Superhero Week: The Wonder of Lynda Carter
Anyone who either knows me, or has seen my tweets, can’t help but notice I am something of a Wonder Woman fan. And it’s all because of Lynda Carter.
The former Miss America first slipped into the slinky costume of red, white and blue back in the 1970s for a TV movie called The New Original Wonder Woman, a wordy title designed to distance it from a terrible first effort a year or so earlier in which a blonde, tracksuited Cathy Lee Crosby played the super heroine but lacked superpowers, the iconic costume and screen presence (and the famous, catchy theme tune). Even earlier than that, the producers of the campy 60s Batman series sought out fresh TV gold from the pages of comic books and commissioned a short pilot film where Wonder Woman was played as a clumsy, single woman still living at home with her mother in 60s suburbia – the main joke appearing to be that as Wonder Woman she wasn’t nearly as attractive as she thought she was. A distinctly insulting approach for an iconic character. Both these curiosity pieces are available on YouTube if you want to lasso them down.

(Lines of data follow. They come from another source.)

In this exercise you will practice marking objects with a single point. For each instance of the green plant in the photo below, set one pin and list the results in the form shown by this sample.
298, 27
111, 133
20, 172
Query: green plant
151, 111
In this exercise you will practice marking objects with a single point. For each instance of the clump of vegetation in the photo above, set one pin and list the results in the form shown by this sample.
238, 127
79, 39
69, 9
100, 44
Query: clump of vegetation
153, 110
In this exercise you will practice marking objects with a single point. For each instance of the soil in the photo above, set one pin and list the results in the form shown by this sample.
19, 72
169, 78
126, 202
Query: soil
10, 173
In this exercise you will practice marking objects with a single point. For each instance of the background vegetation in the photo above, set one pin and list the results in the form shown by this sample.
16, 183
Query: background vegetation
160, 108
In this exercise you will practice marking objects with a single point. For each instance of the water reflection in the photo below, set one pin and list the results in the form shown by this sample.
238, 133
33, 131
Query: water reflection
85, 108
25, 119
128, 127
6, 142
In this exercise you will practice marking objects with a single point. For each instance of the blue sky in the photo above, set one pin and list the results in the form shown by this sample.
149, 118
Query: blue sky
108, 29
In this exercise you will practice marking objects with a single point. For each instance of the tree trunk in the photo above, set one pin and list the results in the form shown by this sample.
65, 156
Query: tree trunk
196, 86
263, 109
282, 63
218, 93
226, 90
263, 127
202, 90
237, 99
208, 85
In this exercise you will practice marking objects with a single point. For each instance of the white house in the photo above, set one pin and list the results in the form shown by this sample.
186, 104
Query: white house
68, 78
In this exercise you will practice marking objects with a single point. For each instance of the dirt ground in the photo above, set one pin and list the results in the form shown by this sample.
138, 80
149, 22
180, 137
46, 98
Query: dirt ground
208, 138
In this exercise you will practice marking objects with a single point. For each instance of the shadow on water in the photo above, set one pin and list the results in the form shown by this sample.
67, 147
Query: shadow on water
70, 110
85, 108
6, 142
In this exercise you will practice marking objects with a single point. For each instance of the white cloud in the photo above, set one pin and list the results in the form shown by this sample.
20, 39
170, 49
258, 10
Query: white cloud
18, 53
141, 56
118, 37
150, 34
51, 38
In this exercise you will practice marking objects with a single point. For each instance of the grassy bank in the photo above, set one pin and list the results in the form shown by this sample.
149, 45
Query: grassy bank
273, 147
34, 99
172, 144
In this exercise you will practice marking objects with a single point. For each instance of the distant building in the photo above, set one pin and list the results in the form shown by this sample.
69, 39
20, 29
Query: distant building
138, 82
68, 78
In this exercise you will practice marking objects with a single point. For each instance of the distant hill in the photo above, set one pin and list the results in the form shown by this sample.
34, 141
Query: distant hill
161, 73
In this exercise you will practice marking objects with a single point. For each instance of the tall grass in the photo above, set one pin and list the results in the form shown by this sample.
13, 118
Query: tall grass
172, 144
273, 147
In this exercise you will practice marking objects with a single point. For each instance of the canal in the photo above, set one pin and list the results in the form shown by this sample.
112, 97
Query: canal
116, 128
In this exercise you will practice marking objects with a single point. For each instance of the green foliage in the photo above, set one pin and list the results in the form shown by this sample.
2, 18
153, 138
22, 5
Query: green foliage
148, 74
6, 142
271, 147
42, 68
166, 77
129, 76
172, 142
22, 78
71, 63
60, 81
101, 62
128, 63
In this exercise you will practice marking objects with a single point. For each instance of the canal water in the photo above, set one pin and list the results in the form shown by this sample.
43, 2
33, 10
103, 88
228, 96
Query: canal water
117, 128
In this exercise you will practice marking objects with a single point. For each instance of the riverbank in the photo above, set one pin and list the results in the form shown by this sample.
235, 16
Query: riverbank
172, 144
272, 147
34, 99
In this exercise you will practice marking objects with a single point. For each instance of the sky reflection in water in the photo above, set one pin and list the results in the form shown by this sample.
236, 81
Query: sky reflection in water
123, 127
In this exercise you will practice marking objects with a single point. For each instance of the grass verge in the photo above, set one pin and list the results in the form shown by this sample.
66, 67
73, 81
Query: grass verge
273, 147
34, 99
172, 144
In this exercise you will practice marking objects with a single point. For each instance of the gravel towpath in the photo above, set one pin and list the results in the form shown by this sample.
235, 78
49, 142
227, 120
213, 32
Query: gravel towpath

So, thank Hera (as Wonders would say) for Carter who remains one of the most perfect and iconic pieces of superhero casting ever, alongside Christopher Reeve. She played the Amazing Amazon in one season of period shows, battling Nazis and spies in World War II Washington, before the show switched networks and eras, with Carter racing around the woodlands and backstreets of 1970s Los Angeles for two more seasons. Unsurprisingly, they are the episodes which have dated the most, revealing the show’s silliest aspects when the fun comic book pacing and tone was dropped. Still, it gave dads a justifiable reason to sit and watch a TV show with their kids long before Baywatch arrived! But the highlight was always Carter herself playing the whole thing wonderfully straight, no matter how much her co-stars hammed it up.

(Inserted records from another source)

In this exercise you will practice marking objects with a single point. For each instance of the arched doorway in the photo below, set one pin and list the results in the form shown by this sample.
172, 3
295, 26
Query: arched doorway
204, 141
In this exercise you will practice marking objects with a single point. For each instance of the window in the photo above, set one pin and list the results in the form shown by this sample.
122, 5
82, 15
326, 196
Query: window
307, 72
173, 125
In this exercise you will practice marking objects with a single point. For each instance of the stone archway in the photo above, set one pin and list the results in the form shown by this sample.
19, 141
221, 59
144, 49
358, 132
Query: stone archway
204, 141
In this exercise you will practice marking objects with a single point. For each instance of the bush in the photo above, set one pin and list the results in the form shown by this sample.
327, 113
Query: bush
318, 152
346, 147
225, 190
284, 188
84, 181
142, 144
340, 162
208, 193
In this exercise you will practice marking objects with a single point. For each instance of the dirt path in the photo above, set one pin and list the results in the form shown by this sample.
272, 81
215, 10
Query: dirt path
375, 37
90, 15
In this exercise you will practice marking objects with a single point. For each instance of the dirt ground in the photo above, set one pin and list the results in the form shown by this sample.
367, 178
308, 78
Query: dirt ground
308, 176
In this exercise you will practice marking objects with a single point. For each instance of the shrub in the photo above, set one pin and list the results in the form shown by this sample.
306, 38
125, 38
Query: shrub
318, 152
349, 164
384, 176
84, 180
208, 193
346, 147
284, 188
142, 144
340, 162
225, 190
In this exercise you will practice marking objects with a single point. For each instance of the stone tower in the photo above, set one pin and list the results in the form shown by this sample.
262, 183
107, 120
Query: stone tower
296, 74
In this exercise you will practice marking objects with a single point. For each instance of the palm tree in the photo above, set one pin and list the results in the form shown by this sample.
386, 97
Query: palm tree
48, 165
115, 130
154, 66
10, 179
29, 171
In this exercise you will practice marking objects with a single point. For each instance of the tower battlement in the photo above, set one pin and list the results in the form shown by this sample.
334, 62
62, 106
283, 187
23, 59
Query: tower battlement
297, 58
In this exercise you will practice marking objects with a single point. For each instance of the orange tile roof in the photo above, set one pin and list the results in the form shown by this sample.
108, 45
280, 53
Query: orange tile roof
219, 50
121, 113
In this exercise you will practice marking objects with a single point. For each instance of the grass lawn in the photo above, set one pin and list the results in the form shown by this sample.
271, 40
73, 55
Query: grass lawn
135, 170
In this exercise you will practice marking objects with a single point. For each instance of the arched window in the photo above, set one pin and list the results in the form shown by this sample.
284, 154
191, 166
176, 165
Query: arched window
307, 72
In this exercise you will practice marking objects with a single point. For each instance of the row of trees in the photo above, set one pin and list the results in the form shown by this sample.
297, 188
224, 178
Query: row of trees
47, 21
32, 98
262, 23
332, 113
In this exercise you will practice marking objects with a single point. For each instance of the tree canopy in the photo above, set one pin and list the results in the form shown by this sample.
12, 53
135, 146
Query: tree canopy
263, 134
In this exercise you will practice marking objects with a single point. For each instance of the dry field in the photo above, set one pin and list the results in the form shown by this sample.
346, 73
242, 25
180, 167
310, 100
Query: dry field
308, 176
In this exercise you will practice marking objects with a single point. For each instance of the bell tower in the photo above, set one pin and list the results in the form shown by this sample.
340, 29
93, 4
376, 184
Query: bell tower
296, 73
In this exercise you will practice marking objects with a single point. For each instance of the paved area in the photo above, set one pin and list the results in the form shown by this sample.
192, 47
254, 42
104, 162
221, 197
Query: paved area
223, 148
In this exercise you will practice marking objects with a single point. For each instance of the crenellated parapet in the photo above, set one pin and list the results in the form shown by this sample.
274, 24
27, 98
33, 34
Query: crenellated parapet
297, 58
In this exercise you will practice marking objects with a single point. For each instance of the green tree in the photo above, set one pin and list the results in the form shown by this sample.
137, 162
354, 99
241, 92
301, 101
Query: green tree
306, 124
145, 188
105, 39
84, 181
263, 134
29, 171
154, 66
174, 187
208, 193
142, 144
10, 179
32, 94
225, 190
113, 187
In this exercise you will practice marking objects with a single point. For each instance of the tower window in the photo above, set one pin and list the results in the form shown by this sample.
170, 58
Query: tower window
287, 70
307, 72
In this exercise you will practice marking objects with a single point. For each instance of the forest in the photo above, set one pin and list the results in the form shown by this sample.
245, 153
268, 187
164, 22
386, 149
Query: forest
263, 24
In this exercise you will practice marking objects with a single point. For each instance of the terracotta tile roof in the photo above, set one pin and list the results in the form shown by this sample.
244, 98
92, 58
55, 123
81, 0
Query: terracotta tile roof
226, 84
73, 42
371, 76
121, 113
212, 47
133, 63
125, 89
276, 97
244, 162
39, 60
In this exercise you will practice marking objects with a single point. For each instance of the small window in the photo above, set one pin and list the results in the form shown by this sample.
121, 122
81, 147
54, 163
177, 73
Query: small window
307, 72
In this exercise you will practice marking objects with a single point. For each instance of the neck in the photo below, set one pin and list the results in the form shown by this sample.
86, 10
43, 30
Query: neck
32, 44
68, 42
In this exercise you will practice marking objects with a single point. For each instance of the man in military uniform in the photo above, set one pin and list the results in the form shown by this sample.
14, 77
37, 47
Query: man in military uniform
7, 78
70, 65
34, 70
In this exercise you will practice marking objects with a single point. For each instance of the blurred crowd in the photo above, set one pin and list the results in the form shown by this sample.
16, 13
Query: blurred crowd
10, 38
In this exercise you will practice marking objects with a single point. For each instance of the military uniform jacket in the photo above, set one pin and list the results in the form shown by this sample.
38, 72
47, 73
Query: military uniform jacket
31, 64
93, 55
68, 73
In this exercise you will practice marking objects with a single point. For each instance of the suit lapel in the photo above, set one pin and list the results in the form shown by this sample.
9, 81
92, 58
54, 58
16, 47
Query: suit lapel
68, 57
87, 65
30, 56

The show may be over, and a live action version of Wonder Woman still seemingly a long way off from the Hollywood starting blocks (Joss Whedon was all set to go several years back but the project fell apart – looking at Avengers Assemble, I am heartbroken we’ll never see his take on the character) but even when another actress finally does don the bullet proof bracelets, Carter will always remain linked with the role which has defined her career. And surprisingly, she still revels in the love and adoration both her and the character continue to receive. Wonder Woman, and Lynda Carter, have been role models for a generation of women and girls (and many boys and men – ahem), who secretly wished they could twirl into their secret, slightly more fabulous lives and they will go on being inspired by Wonder Woman and Lynda Carter for many years to come. And isn’t that what a superhero should do?